Columbia Law School Professors Picked for “Top Ten” Lists of 2015

Legal Theory Blog Selects Scholarly Works by Professors John C. Coffee Jr., Gillian E. Metzger, and David Pozen

New York, January 4, 2016—Works by three Columbia Law School professors won spots in “Top Ten” lists for the best books and scholarly articles of the year 2015 by the highly respected Legal Theory Blog.

John C. Coffee’s Entrepreneurial Litigation: Its Rise, Fall, and Future (Harvard University Press) was one of the year’s “most interesting” books, wrote Georgetown Law Professor Lawrence Solum, editor of the influential blog.
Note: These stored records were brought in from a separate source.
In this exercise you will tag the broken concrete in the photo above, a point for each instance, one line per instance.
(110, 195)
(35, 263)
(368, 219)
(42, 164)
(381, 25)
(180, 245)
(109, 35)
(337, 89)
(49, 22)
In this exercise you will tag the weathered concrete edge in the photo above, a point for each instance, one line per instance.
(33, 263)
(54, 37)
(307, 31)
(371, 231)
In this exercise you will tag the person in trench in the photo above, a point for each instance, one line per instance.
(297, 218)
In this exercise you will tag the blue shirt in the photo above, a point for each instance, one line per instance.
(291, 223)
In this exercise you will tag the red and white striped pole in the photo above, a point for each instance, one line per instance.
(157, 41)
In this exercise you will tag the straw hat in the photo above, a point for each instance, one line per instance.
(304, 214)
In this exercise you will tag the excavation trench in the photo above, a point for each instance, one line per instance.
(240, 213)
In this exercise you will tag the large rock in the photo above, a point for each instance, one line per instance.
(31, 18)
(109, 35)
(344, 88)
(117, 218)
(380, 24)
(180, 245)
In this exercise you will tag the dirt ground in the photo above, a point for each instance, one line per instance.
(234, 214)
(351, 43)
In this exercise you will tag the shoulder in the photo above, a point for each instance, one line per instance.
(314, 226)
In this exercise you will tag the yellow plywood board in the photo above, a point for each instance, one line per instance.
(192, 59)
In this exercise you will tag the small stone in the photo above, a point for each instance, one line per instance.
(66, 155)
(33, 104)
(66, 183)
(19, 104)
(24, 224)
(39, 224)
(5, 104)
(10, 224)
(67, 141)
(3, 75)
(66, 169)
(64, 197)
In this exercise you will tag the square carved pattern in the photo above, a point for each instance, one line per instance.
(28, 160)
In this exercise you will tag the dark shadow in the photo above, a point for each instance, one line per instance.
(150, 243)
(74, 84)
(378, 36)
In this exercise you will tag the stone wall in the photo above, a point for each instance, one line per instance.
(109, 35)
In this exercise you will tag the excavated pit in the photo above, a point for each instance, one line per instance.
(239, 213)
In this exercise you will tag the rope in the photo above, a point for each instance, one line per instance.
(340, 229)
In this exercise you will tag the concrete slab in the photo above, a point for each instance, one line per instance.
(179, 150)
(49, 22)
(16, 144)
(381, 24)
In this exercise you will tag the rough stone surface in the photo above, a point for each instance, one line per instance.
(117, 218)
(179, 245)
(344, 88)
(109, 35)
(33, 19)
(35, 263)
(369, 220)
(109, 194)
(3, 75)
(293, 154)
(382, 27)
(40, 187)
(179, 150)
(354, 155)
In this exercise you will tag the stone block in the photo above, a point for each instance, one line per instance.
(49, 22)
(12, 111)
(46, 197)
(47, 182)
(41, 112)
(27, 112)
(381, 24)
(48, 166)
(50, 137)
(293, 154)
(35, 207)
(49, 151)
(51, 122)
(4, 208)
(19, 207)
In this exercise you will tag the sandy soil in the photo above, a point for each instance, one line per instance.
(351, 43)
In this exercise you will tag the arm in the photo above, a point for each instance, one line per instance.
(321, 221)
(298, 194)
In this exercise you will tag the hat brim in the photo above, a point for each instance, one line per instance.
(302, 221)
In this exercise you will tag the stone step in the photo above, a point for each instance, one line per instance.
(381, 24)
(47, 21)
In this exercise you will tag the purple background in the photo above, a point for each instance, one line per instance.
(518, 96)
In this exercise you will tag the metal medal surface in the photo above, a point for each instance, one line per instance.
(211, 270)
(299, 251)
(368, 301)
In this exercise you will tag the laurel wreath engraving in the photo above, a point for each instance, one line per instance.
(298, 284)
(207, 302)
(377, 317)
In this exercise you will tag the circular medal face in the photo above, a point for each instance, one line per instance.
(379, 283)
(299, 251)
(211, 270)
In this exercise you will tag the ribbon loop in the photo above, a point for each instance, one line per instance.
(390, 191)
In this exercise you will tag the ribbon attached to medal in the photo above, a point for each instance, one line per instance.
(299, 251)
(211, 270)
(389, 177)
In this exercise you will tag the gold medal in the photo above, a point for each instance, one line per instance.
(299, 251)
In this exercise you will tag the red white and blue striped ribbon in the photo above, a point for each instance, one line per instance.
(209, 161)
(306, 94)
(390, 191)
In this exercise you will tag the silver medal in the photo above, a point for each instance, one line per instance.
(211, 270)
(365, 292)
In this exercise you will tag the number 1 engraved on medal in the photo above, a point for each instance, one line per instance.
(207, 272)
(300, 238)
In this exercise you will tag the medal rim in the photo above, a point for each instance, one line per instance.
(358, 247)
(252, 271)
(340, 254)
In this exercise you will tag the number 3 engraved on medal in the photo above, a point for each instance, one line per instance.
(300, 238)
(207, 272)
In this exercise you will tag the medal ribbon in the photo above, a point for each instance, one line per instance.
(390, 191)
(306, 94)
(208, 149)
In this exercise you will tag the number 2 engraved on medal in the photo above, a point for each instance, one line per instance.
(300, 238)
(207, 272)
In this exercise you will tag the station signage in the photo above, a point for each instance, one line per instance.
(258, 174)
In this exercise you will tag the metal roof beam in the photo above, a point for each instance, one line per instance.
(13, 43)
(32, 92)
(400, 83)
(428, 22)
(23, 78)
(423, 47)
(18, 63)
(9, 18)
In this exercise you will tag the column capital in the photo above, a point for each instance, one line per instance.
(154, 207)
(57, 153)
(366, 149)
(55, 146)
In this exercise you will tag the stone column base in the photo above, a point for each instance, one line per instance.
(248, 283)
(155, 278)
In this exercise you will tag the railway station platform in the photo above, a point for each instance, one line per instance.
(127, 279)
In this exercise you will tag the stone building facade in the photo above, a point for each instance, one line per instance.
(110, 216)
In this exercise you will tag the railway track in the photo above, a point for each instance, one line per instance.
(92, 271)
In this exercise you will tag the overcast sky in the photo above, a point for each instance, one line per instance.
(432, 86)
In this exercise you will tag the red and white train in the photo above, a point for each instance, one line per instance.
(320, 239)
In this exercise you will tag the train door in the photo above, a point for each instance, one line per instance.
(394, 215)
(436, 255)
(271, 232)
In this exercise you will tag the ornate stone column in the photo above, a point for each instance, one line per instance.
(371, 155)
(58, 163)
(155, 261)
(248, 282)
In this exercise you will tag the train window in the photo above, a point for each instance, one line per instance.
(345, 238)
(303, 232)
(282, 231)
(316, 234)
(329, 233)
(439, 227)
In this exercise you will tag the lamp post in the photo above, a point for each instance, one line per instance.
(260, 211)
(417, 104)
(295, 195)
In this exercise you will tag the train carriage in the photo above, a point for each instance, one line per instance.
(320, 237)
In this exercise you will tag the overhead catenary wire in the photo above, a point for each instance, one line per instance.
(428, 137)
Coffee—the Adolf A. Berle Professor of Law and director of the Center on Corporate Governance at Columbia Law School—has been called “the preeminent expert on U.S. securities law” by The New York Review of Books, which also praised Entrepreneurial Litigation in a glowing review by Judge Jed S. Rakoff last November by : “Not only is the book more comprehensive than prior studies of class actions, it also probes more deeply, placing today’s class actions firmly within the setting of the modern trend toward turning the practice of law ever more into a business. Perhaps most impressively, Coffee’s book offers specific prescriptions . . . for reducing the weaknesses of modern class action litigation while enhancing its strengths.”

For “Downloads of the Year,” the Legal Theory Blog cited the articles “The Constitutional Duty to Supervise” (The Yale Law Journal, April 2015) by Gillian E. Metzger, the Stanley H. Fuld Professor of Law, and “Constitutional Bad Faith” (forthcoming in the Harvard Law Review) by Professor David Pozen.

Metzger’s essay argues that the exclusion of administrative systems from constitutional law is a mistake, as it “creates a deeply troubling disconnect between the realities of government and the constitutional requirements imposed on exercises of governmental power.” Pozen’s article examines why good faith and bad faith—central concepts in many areas of private and international law—go unmentioned in constitutional cases, though the U.S. Constitution twice refers to faithfulness and “insinuations of bad faith pervade constitutional discourse.”

Both articles were “highly recommended” by Solum when they were first posted on the Social Science Research Network.